The relevant statute stated:
[U]mbrella or excess policies that provide excess limits to [motor vehicle liability policies] shall also provide uninsured motorist coverage equal to the limits of liability purchased, unless the named insured rejects such coverage in writing. Rejection of such coverage by a named insured shall constitute a rejection of coverage by all insureds, shall apply to all vehicles then or thereafter eligible to be covered under the policy, and shall remain effective upon policy amendment or renewal, unless the named insured requests such coverage in writing.
Allstate moved for summary judgment, arguing that O’Donnell’s September 2011 waiver of uninsured motorist coverage remained in effect at the time of the November 2015 accident because O’Donnell never revoked his waiver by requesting uninsured motorist coverage in writing, as required by statute.
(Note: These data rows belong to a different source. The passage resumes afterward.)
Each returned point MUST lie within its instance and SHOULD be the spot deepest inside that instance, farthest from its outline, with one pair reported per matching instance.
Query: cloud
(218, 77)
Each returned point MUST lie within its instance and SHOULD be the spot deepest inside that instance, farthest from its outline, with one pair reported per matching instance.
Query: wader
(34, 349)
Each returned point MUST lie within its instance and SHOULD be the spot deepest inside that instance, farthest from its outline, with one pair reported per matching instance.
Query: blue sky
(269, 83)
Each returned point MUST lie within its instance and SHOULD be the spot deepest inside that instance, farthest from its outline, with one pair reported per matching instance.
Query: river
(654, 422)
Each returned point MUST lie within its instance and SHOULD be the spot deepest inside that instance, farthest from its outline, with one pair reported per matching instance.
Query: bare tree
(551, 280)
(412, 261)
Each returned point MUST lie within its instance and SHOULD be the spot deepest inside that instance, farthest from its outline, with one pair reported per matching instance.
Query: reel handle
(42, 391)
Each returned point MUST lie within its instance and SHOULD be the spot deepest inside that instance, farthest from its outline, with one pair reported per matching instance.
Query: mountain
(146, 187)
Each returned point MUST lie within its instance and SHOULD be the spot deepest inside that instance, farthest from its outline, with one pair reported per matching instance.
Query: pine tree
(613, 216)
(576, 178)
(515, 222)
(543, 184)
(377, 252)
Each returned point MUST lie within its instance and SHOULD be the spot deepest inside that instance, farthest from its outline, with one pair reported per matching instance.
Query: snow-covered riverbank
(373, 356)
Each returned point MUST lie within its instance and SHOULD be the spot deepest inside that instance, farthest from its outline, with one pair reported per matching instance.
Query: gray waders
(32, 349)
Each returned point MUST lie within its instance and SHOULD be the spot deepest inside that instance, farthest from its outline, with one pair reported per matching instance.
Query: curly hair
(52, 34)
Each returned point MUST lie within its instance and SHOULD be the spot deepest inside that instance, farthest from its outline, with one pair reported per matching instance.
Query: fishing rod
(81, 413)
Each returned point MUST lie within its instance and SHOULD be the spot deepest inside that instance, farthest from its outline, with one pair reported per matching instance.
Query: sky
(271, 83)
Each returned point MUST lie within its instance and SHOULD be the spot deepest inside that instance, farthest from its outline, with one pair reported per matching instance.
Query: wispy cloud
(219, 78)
The court granted Allstate’s motion. The court noted that there was no dispute that O’Donnell had rejected uninsured motorist coverage in 2011, and that he had never subsequently requested uninsured motorist coverage in writing. The court found that O’Donnell’s 2015-16 policy “was a renewal of his previous umbrella policies, with amended coverage terms,” concluding that the reduction of the coverage limit effective September 2015 did not create a new policy such that O’Donnell’s 2011 waiver did not continue to apply. O’Donnell appealed.
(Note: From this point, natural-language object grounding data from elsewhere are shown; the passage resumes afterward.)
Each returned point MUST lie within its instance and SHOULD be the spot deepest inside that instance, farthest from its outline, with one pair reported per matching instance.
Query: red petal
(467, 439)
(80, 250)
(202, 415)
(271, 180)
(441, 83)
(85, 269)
On appeal, O’Donnell argued that the trial court erred in granting summary judgment because it incorrectly construed the statute cited above. O’Donnell argued that, because his coverage limit was reduced from $2 million to $1 million at the start of the 2015-16coverage period, the 2015-16 policy was not an “amendment or renewal” of his original policy but rather a new policy. Consequently, O’Donnell argued, his September 2011 waiver did not apply to the 2015-16 policy, and Allstate was therefore required to obtain a second written waiver of uninsured motorist coverage before denying him coverage.
Allstate countered that the decision of the trial court should be affirmed because O’Donnell’s 2011 waiver of uninsured motorist coverage remained in effect at the time of the 2015 accident. Allstate emphasized that, although O’Donnell made changes to his policy after executing the 2011 waiver, including a reduction of the coverage limit for the 2015-16 period, he never made a written request that Allstate add uninsured motorist coverage to his policy. Consequently, Allstate argued, O’Donnell “is not entitled to reform his policy after the fact.”
The appellate court agreed with Allstate. Referring to the above-cited statute, the court stated that the statute’s plain language did not suggest that policy changes taking effect at the start of a new coverage period are to be treated differently, such that an otherwise enforceable waiver of uninsured motorist coverage becomes unenforceable merely because a change happens to take effect at renewal. The fact that O’Donnell’s coverage limit and premium were reduced, and that these changes took effect at the start of a new coverage period, in no way invalidated O’Donnell’s initial written rejection of uninsured motorist coverage.
O’Donnell also contended that the 2015-16 policy could not be a “renewal” of his umbrella policy because a “renewal” requires that a succeeding policy have coverage limits that are at least equal to the limits under the preceding policy. The court rejected this argument because O’Donnell cited a statute that applied only to automobile policies.
The judgment of the lower court was affirmed.
O’Donnell v. Allstate Indemnity Company—Supreme Court of New Hampshire—May 22, 2020—No. 2018-0706.